Soil layers, texture, and structure are physical soil properties. Soil layers are distinct horizontal zones in the soil, arranged like layers of lasagna, from the topsoil down to the bedrock. Soil texture is determined by the proportion of sand, silt, and clay mineral particles. Soil structure refers to the aggregation of soil particles and the arrangement of those aggregates with each other. Well aggregated soil drains water properly and exchanges air with the atmosphere providing an ideal home for plant roots.
Soil pH, cation exchange capacity (CEC), and mineral nutrients are chemical soil properties. Most gardeners are aware of the roles mineral nutrients like nitrogen, phosphorus, and potassium play in plant health. However, CEC and soil pH determine the amount of mineral nutrients the soil can hold and whether soil nutrients present in the soil are available to the plant.

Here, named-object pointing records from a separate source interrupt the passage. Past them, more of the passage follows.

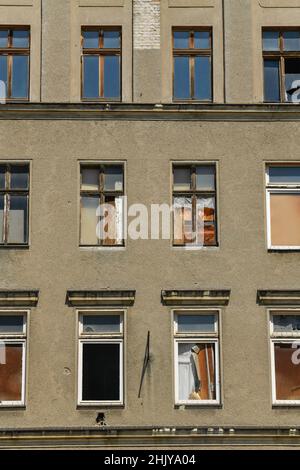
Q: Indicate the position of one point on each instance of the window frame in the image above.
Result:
(101, 192)
(206, 338)
(278, 188)
(191, 52)
(279, 55)
(100, 338)
(17, 338)
(195, 192)
(276, 339)
(10, 51)
(101, 52)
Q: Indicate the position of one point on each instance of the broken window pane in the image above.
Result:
(285, 219)
(202, 78)
(284, 174)
(182, 178)
(89, 220)
(101, 372)
(101, 323)
(291, 40)
(91, 76)
(196, 323)
(287, 372)
(271, 41)
(89, 179)
(271, 80)
(292, 77)
(18, 219)
(11, 371)
(205, 177)
(182, 77)
(196, 371)
(202, 39)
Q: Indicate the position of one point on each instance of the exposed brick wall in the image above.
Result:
(146, 24)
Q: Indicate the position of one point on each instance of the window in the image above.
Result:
(14, 62)
(196, 357)
(100, 378)
(283, 206)
(101, 192)
(14, 203)
(285, 356)
(12, 358)
(192, 64)
(194, 205)
(281, 54)
(101, 63)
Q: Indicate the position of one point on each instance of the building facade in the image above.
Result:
(149, 340)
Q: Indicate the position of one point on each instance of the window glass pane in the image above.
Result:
(271, 41)
(292, 77)
(291, 41)
(11, 323)
(205, 220)
(202, 78)
(181, 39)
(182, 178)
(181, 78)
(101, 372)
(91, 76)
(285, 219)
(284, 174)
(196, 371)
(202, 39)
(90, 179)
(89, 220)
(113, 178)
(112, 77)
(3, 38)
(196, 323)
(286, 372)
(20, 38)
(205, 177)
(183, 221)
(18, 219)
(20, 77)
(101, 323)
(271, 80)
(286, 323)
(111, 39)
(3, 75)
(11, 371)
(90, 39)
(1, 218)
(19, 177)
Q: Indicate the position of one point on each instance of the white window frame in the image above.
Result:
(276, 338)
(17, 338)
(100, 338)
(213, 338)
(283, 188)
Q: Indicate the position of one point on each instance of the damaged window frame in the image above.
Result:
(278, 188)
(281, 338)
(19, 338)
(280, 55)
(197, 337)
(101, 338)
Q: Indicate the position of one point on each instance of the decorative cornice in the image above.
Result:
(99, 298)
(278, 297)
(195, 297)
(19, 298)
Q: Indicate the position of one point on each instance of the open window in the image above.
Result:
(285, 355)
(196, 344)
(100, 374)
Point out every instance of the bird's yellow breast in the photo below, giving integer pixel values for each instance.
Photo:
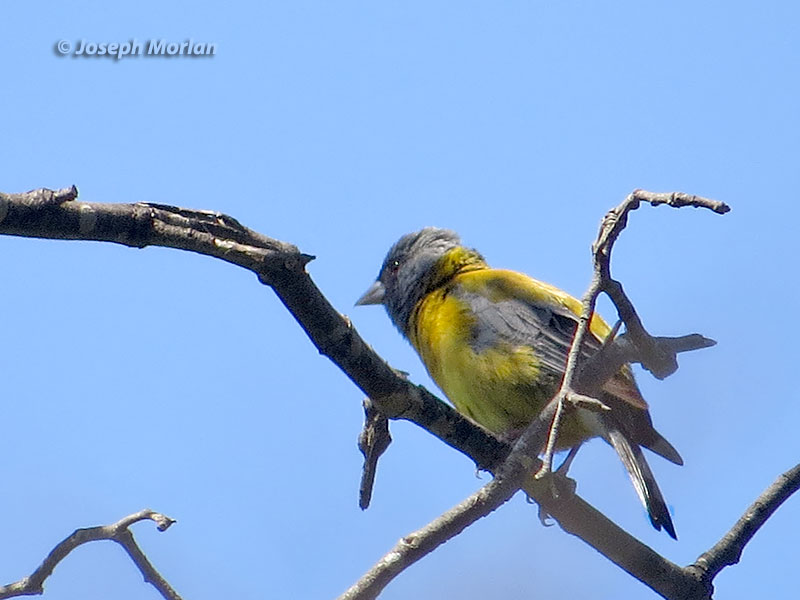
(500, 387)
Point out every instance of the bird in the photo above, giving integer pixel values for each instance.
(496, 341)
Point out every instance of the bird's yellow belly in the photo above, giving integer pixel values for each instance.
(501, 387)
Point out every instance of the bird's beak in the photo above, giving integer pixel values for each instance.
(374, 295)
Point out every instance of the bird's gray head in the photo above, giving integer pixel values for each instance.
(408, 273)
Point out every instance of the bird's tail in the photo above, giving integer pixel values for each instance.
(643, 480)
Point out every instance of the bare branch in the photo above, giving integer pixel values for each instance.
(373, 441)
(417, 545)
(729, 549)
(282, 266)
(117, 532)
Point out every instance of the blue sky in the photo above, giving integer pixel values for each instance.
(156, 378)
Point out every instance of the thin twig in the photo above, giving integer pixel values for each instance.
(282, 266)
(118, 532)
(729, 549)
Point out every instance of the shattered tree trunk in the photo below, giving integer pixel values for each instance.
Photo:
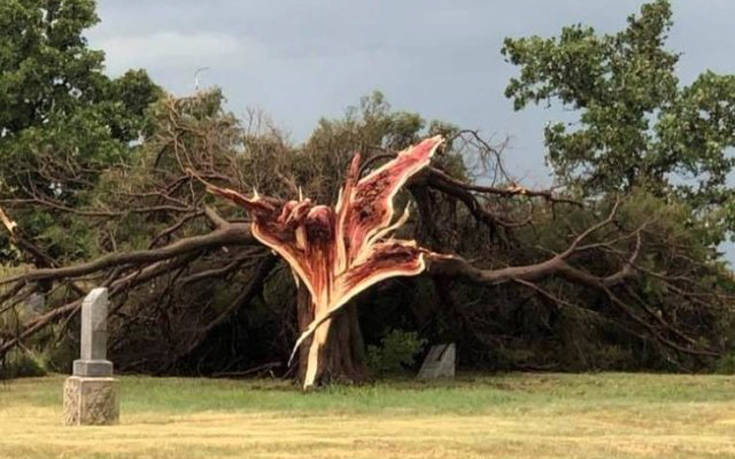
(342, 357)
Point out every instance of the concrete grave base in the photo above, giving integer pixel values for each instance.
(90, 401)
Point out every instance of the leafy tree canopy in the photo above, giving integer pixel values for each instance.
(638, 126)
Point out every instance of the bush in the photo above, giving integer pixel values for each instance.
(396, 352)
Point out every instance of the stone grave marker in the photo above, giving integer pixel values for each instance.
(90, 394)
(35, 303)
(439, 363)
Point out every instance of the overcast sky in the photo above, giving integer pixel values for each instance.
(301, 60)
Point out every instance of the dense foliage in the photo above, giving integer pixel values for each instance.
(638, 126)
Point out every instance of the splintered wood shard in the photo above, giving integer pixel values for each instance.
(339, 252)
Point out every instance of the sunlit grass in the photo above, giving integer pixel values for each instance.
(518, 415)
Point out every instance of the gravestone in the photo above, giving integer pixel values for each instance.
(90, 394)
(439, 363)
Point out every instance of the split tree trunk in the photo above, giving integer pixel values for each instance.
(340, 353)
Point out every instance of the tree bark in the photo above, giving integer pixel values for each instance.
(340, 352)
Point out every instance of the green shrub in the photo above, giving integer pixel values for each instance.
(396, 352)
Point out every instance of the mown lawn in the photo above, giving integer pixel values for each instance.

Soil organisms, including bacteria, fungi, nematodes, worms, insects, plant roots, and small mammals, comprise soil’s biological properties. Soil organisms cycle and retain nutrients, aid water infiltration, suppress disease, degrade pollutants, and improve soil structure.
In summing up how organic matter builds healthy soil, high soil organic matter feeds and supports high populations of soil organisms. High soil organism populations produce ‘microbial glue’ through their bodily secretions (think slimy earthworms and the like.) ‘Microbial glue’ binds soil particles and the resulting aggregates together for better soil aggregation. Better soil aggregation improves pore space for air, water, and plant roots. Improved aggregation and pore space result in optimum soil structure for healthy plant growth.